This week, Pepsi released a protest inspired advertisement that starred Kendall Jenner of the infamous Kardashian family. The advertisement showed Jenner ditching conventionality by tossing a blonde wig and goth lipstick to join protestors on the street. Upon joining these protesters, Jenner offers a stoic police officer a can of Pepsi and the world lives happily ever after. Pepsi proved quite germane in casting Jenner of the culture appropriating Kardashian Klan to star in a video where the protest culture is appropriated to not only sell a beverage, but to sell the white female body as a unifying force.

I personally always thought Pepsi looked too much like a cop car with the red, white and blue colors seen in the flag that waved in the same wind that blew over the lacerations on the backs of enslaved Africans, and the cop cars that have stalked our communities for decades. Yet, the corporation’s resemblance to these principles is commonly veiled in what many perceive as support for the disenfranchised. In the past, where Coca Cola perpetuated stereotypes of blacks, Pepsi featured advertisements of Howard students to illustrate black promise and ability. To many, this seemed a noble gesture on Pepsi’s behalf. However the 1950s and1960s were turbulent decades for the black body, and these depictions, while pretty, oversimplified the ugliness and devastation that plagued quotidian black life.

Similarly, where Coca Cola displayed a cartoon version of Mammy in their advertisements, Pepsi used a racially ambiguous lead to sell their beverage. Decades later, blacks would watch as Beyonce advertised for the product as a means for the company to appear inclusive. This attempt of inclusivity functioned solely in the interest of a company that did not so much desire black people as they desired black money. It is ignorance and a deeply embedded insecurity that prompts blacks to embrace a black face advertising white products. These corporations exploit this insecurity as a means to foment their own capitalistic agenda, a pattern to which the black collective is far too often the victim.

Moreover, this most recent Pepsi ad is a page out of an old textbook. The advertisement depicts what they think we as a polarized nation want to see. This of course conveniently overlooks that our current polarized climate is as American as apple pie. Unity means having a white central figure act as the savior of all humanity. This gesture works to negate the contentious interpretation of the Adam and Eve story where the female body is blamed for the downfall of humanity. Thus, the commercial does not speak on Black issues as much as it functions to assert a feminist agenda. The assertion of the feminist agenda had become a central and aggressive component of contemporary culture implemented to suggest that the white female body is the mother of humanity and thereby the sole source able to unify the masses. However, asserting the feminine agenda does not work to unite the masses. Instead this works to issue obscurity to all other social issues, namely issues pertaining to the black collective.
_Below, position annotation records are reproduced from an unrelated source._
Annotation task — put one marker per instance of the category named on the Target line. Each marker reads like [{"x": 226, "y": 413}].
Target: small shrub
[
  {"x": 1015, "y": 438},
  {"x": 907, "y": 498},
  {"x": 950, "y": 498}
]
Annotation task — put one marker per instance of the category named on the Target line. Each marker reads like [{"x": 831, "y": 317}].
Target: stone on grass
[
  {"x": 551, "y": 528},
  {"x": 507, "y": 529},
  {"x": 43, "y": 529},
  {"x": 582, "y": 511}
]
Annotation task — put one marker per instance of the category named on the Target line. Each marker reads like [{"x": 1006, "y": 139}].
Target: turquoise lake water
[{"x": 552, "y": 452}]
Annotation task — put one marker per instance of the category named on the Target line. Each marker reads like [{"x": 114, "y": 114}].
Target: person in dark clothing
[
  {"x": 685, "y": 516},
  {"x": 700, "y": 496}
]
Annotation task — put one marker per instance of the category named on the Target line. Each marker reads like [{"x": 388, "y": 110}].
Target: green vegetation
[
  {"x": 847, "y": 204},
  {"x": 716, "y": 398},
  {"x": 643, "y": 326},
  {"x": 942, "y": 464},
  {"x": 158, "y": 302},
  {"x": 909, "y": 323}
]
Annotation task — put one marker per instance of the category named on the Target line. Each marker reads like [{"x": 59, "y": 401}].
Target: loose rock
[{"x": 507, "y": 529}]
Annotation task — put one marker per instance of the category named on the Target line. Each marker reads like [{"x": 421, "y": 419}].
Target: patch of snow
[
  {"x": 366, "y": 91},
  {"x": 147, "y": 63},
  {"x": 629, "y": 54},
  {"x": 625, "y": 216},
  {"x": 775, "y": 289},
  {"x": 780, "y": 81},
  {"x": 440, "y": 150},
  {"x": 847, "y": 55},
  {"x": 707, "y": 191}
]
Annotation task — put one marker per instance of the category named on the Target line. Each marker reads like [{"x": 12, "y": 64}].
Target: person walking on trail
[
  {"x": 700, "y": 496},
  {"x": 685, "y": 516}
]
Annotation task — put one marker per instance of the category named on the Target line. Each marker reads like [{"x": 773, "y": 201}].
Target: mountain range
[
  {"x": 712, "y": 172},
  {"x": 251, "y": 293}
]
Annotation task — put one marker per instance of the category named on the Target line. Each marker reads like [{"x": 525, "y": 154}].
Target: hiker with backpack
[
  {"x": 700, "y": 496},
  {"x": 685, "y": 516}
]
Based on what viewers see in this Pepsi ad, the thousands of black bodies that face humiliation, objectification, prejudice and death should seek aid from Kendall Jenner or other white woman. This claim is blasphemous, as any conscious member of the black community can bear witness to the outspoken members of the feminist party who magically become mimes when issues pertaining to the systemic disenfranchisement cast onto black bodies surface. Seeking aid from white women will only result in black bodies being denied entry from a house they aid in building and thus should be avoided as all cost.

Unity sounds nice and looks even better. Unity is also incompatible with a country founded on division, and false supremacy. Thus, while Pepsi may have pulled the commercial, it is doubtful that they conceptualize the true detriment of their deeds.

Illustrating Pepsi as an olive branch to societal conflict is a move the company has used for decades. While certainly self-congradualatory, this gesture also functions to oversimplify the complexities of our world as solved by a tangible object.

Pepsi is not capable of solving racism any more than it is capable of properly hydrating the human body. One cop can not cure a corrupt force as the force represents an unbalanced system that nurtures the same mind who conceived this commercial–an idea the creator surely felt was innovative.  To believe that this commercial or any form of feminist media is anything other than complicit to the foundation of white supremacy is to operate in the oblivion necessary to maintain the stagnancy of the oppressed  and the comfort of the oppressors seated firmly on our backs.